Аббат Радульфус резко поднялся с кресла, а Эльюрик, истощивший свои последние силы на исповедь и убежденный в собственной виновности, рухнул на колени и обхватил голову руками, ожидая приговора. Однако аббат лишь отвернулся к окну и постоял немного, глядя на залитый вечерним солнцем мир, на садик, где в изобилии набухали бутоны его роз. «Слава богу, больше не будет малолетних послушников, не придется печалиться об их судьбе, — подумал аббат. — Не будут вынимать младенцев из колыбели и растить так, чтобы они не знали ни самого вида женщин, ни звука их голоса, обкрадывая тем самым мир ребенка, лишая его общения с половиною божьих созданий. Как можно ожидать, что потом эти дети справятся с чувствами, которые им чужды и которые пугают их, мысль о которых преследует их, как страшный дракон? Рано или поздно им на пути встретится женщина, и окажется, что она наводит на них ужас, как армия врага, идущая в атаку с развернутыми знаменами, а искалеченные с детства люди, безоружные и беззащитные, должны противостоять этому! Мы причиняем зло женщинам и причиняем зло этим юношам, позволяя им созревать, становиться мужчинами, беспомощными перед зовом плоти. Предохраняя их от опасностей внешнего мира, мы лишаем их средств, с помощью которых они могли бы защитить самих себя. Ладно, больше этого не будет! Теперь в монастырь будут приходить только в зрелом возрасте, по собственной воле, и это будут люди, готовые нести свою ношу. Однако бремя, гнетущее этого юношу, ложится и на меня». Аббат отвернулся от окна и посмотрел на молодого монаха. Эльюрик стоял на коленях, закрыв лицо руками, гладкими, мягкими, молодыми, и слезы медленно текли у него между пальцев.

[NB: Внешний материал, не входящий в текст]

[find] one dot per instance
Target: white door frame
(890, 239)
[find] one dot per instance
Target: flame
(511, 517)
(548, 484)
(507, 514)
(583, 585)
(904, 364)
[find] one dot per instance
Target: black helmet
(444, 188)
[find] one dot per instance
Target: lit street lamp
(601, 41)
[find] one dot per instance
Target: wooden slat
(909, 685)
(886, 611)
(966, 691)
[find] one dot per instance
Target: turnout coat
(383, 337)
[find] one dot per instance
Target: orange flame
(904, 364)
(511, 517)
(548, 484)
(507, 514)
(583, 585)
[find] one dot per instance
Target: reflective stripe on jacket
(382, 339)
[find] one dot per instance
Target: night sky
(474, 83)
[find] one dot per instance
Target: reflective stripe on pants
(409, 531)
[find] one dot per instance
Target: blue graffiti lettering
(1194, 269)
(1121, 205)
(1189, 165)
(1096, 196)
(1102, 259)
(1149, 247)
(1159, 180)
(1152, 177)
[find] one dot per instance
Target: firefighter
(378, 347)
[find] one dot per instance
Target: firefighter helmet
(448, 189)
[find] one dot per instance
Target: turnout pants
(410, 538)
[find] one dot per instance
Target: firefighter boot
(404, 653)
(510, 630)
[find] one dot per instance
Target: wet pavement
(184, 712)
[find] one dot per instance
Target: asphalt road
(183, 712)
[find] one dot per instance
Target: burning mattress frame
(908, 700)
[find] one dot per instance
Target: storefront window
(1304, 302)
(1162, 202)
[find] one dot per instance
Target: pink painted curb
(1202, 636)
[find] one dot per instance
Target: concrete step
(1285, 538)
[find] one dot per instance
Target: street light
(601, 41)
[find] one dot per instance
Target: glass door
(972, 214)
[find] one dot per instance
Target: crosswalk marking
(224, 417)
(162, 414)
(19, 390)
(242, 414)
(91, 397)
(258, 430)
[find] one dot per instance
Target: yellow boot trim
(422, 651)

— Посмотри на меня! — потребовал аббат, а когда юноша со страхом поднял к нему измученное лицо, добавил: — Теперь отвечай правду и не бойся. Ты никогда ни слова не говорил этой госпоже о своей любви?
— Нет, отец мой!
— И она никогда не произносила подобные слова и не бросала на тебя взгляды, которые могли бы зажечь любовь или хотя бы заронить мысль о ней?
— Нет, отец мой, никогда, никогда! Она недосягаема для меня! Я для нее ничто! — Со слезами отчаяния юноша добавил: — Это я, к своему позору, замарал ее своей любовью, хотя она ничего о том не знает.
— Правда? Как же твое несчастное чувство могло оскорбить эту женщину? Скажи, ты в мечтах когда-нибудь касался ее? Обнимал? Обладал ею?
— Нет! — вскричал Эльюрик с болью и ужасом. — Боже упаси! Разве я мог так осквернить ее? Я благоговею перед ней, для меня она — как святая. Когда я зажигаю свечи, которые куплены благодаря ее щедрости, в их сиянии я вижу ее лицо. Я — только паломник к ее образу. Но как это больно… — простонал Эльюрик и, уцепившись за полы рясы аббата, зарылся лицом в складки.
— Хватит! — повелительным тоном произнес аббат и положил руку на склоненную голову юноши. — Ты слишком расточительно пользуешься словами, говоря о естественных, свойственных каждому человеку вещах. Излишество заслуживает порицания, и в этом ты виноват. Что же касается искушения, которому ты, к несчастью, подвергся, то ты не совершил ничего дурного, наоборот, вел себя правильно. Это ясно. Не следует бояться и упреков со стороны женщины, чью добродетель ты так превозносишь. Ты не обидел ее. Я знаю, что ты неизменно правдив. Ты говоришь правду, как видишь и понимаешь ее. Потому что правда — очень непростая штука, сын мой, и человек может ошибаться, его ум несовершенен. Я виню себя, что подверг тебя этому испытанию. Мне следовало предвидеть, что оно окажется слишком суровым для столь молодого и неопытного человека, как ты. Теперь встань! Твоя просьба удовлетворена. Впредь ты освобождаешься от этой обязанности.